Using an HTTP proxy in Scrapy routes outbound requests through a different network path, which is useful for controlled egress, IP-based access rules, and provider-managed proxy pools.

Current Scrapy applies proxy routing through its built-in HttpProxyMiddleware. In current releases, the common pattern is to set meta["proxy"] on each Request that should use the proxy, and new spider examples should use start() instead of older start_requests() snippets.

A proxy can slow requests, fail independently of the target site, or expose traffic to another operator. Use only approved proxies, keep credentials out of source control, and verify the routed request against a simple HTTP echo endpoint before using the same setting in a larger crawl.

Steps to use an HTTP proxy in Scrapy:

  1. Open the Scrapy project directory that contains scrapy.cfg.
    $ cd /srv/proxydemo
  2. Confirm the project has not disabled proxy support.
    $ scrapy settings --get HTTPPROXY_ENABLED
    True

    Current Scrapy projects leave this enabled by default, so you only need to restore HTTPPROXY_ENABLED = True when an older project or custom settings turned it off.
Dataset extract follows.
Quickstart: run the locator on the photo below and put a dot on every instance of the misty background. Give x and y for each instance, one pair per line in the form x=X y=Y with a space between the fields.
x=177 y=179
If the project replaces DOWNLOADER_MIDDLEWARES, make sure scrapy.downloadermiddlewares.httpproxy.HttpProxyMiddleware is still enabled there as well.

  3. Add the proxy URL to the request metadata in the spider.
    import scrapy
     
     
    class HeadersSpider(scrapy.Spider):
        name = "headers"
     
        async def start(self):
            yield scrapy.Request(
                "http://origin.example.net/headers",
                meta={"proxy": "http://proxy-user:proxy-pass@proxy.example.net:8888"},
            )
     
        def parse(self, response):
            via_header = [value.decode() for value in response.headers.getlist("Via")]
            self.logger.info("Via header: %s", via_header)
            yield {
                "status": response.status,
                "url": response.url,
            }

    Scrapy reads proxy credentials from the proxy URL itself, so authenticated proxies use the same meta["proxy"] field instead of a separate request option.

    URL-encode reserved characters in the proxy username or password before placing them in the proxy URL, or the middleware can parse the credentials incorrectly.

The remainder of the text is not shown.